Add a mixin class to allow module constants with custom repr and docstrings

I would like to propose a small class (it goes, probably, to the collections module), that will customize repr and docstring values for module constants (like math.pi or sys.maxsize). Draft implementation is available to play here: Add collections.NamedConst mixin class by skirpichev · Pull Request #22 · skirpichev/cpython · GitHub.

This will allow to use custom docstrings for constants (see issue #104042):

>>> import inspect, math
>>> math.e
math.e
>>> math.e.__doc__
'Euler number (natural logarithm base).'
>>> type(math.e)
<class 'collections._NamedFloat'>
>>> isinstance(math.e, float)
True

Cryptic literal values (like 6.283185307179586 or 9223372036854775807) also prevent using them as defaults for arguments. We already have some places in the stdlib, where such literal values are exposed and it’s obviously not a good idea to add more of them (e.g. to solve issue #89381), like this:

>>> import inspect
>>> inspect.signature(list.index)
<Signature (self, value, start=0, stop=9223372036854775807, /)>
>>> import math
>>> def mylog(x, base=math.e, /):
...     return math.log(x, base)
...     
>>> inspect.signature(mylog)
<Signature (x, base=2.718281828459045, /)>

With a custom repr for a constant, using such default values look more readable:

>>> import inspect, math
>>> s = inspect.signature(math.log); s
<Signature (x, base=math.e, /)>
>>> s.parameters['base'].default
math.e
>>> type(_)
<class 'collections._NamedFloat'>

Note, that such approach is already used in some places of the stdlib, e.g. the _NamedIntConstant class of the re module. Runtime cost of this should be negligible, performance impact will affect mostly module initialization.

I think it’s worth to mention the related proposal (issue #61005) to preserve original (as preferred by programmer in sources) representation for default values.
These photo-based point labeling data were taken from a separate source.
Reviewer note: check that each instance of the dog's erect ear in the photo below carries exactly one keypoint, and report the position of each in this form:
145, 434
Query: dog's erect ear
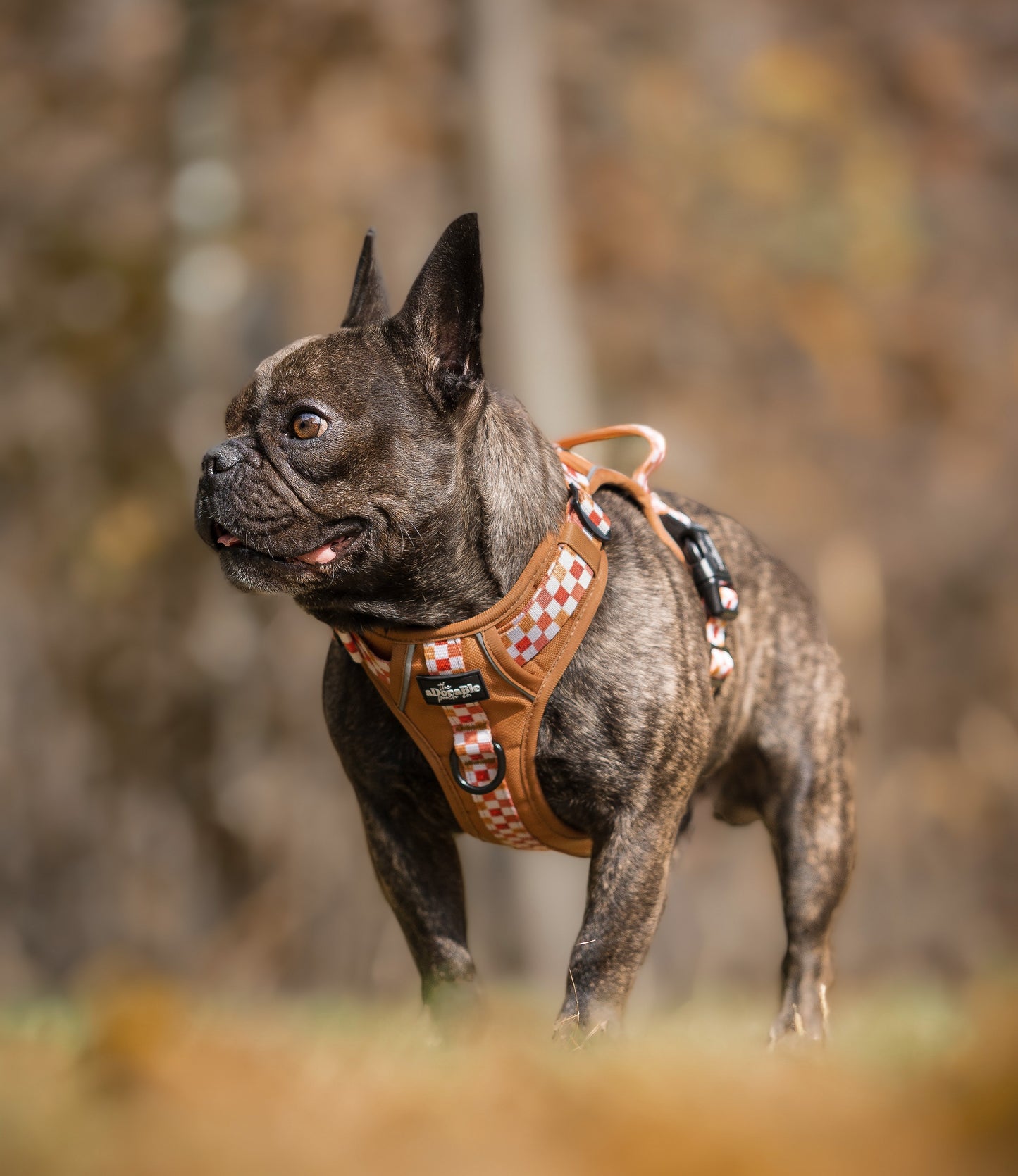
440, 318
368, 300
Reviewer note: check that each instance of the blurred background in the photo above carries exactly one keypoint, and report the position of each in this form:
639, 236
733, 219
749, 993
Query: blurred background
782, 233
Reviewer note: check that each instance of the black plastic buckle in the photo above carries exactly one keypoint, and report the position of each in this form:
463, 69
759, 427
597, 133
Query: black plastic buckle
603, 532
707, 566
499, 777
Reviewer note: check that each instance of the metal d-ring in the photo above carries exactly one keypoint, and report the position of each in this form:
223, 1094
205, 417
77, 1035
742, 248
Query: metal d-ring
499, 777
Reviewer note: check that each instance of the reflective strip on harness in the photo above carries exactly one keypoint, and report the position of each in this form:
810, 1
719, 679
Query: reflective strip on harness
475, 748
471, 694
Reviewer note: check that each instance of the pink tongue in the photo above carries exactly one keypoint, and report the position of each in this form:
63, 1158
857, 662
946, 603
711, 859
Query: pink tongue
323, 554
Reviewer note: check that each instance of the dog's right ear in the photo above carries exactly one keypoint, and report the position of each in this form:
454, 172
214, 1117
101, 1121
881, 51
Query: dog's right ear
368, 300
439, 324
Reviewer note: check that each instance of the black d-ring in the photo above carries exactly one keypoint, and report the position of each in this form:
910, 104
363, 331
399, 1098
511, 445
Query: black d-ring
499, 777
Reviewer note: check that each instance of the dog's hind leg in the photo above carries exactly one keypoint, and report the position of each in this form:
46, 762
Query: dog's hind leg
810, 819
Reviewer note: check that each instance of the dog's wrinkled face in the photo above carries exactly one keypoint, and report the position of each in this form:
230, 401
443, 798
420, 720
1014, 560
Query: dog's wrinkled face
342, 449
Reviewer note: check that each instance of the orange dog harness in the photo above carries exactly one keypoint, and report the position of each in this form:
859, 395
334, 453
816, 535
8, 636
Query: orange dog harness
472, 694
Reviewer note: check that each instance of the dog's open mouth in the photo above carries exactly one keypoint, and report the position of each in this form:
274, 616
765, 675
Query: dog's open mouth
319, 556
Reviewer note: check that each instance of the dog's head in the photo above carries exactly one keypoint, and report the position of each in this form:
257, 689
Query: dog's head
340, 453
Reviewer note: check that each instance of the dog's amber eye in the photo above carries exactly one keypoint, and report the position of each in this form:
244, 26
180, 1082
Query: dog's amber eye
306, 426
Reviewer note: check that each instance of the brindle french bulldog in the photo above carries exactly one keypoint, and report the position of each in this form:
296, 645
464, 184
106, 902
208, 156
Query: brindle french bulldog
373, 475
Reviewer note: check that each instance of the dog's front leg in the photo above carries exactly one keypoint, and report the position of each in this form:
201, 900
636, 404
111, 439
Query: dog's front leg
625, 895
419, 870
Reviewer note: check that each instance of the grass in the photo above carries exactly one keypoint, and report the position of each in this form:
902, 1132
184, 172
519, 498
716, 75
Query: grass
142, 1080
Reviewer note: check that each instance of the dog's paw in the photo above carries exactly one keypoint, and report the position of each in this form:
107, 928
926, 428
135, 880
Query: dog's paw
800, 1027
571, 1033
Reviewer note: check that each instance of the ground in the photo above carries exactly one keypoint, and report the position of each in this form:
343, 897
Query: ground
146, 1080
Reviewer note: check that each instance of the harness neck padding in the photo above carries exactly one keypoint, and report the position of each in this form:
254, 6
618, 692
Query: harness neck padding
472, 694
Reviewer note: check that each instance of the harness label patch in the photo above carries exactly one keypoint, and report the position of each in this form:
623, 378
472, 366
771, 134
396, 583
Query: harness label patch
449, 689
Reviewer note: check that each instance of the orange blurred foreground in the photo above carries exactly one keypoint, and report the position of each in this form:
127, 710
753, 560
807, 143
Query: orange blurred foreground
154, 1086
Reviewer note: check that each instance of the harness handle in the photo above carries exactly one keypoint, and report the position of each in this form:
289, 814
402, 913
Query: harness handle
643, 472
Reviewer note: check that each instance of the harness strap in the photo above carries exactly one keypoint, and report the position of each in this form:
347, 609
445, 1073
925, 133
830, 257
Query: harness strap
472, 694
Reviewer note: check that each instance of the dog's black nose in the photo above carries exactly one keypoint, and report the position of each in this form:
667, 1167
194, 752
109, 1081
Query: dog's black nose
221, 458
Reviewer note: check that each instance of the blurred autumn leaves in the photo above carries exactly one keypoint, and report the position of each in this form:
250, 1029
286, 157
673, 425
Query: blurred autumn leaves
790, 231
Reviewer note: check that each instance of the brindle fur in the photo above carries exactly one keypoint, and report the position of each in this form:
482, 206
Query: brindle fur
451, 487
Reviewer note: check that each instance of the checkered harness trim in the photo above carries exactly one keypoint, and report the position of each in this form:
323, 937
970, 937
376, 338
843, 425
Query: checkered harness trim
550, 608
475, 748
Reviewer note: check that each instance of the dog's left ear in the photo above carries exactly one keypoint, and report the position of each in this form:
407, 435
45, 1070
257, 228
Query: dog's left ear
440, 319
368, 300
Thanks to introspection capabilities of the inspect module this seems doable:

>>> import ast, inspect
>>> def foo(x=2**5 - 1):
...     pass
...     
>>> s = inspect.getsource(foo)
>>> t = ast.parse(s)
>>> t.body[0].args.defaults[0].lineno
1
>>> t.body[0].args.defaults[0].col_offset
10
>>> t.body[0].args.defaults[0].end_col_offset
18
>>> s.splitlines()[1-1][10:18]
'2**5 - 1'

But this seems to be a too limited solution. In general, meaning of constants can’t be easily inferred from their values (will 2**63-1 be more descriptive than 9223372036854775807?) or names (can you guess that math.tau is?).

3 Likes

Hmm, have you considered an enumeration? A lot of constants - and those far less recognizable than tau and MAXINT - have been seamlessly converted into enum values.

>>> import socket
>>> socket.SOCK_STREAM
<SocketKind.SOCK_STREAM: 1>

You can still use them exactly like normal numbers (42 + socket.SOCK_STREAM == 43) but they have better reprs.

2 Likes

Making these constants a float/int subclass is potentially a breaking change or at least forces the slow paths in many codes optimized for exact floats/ints.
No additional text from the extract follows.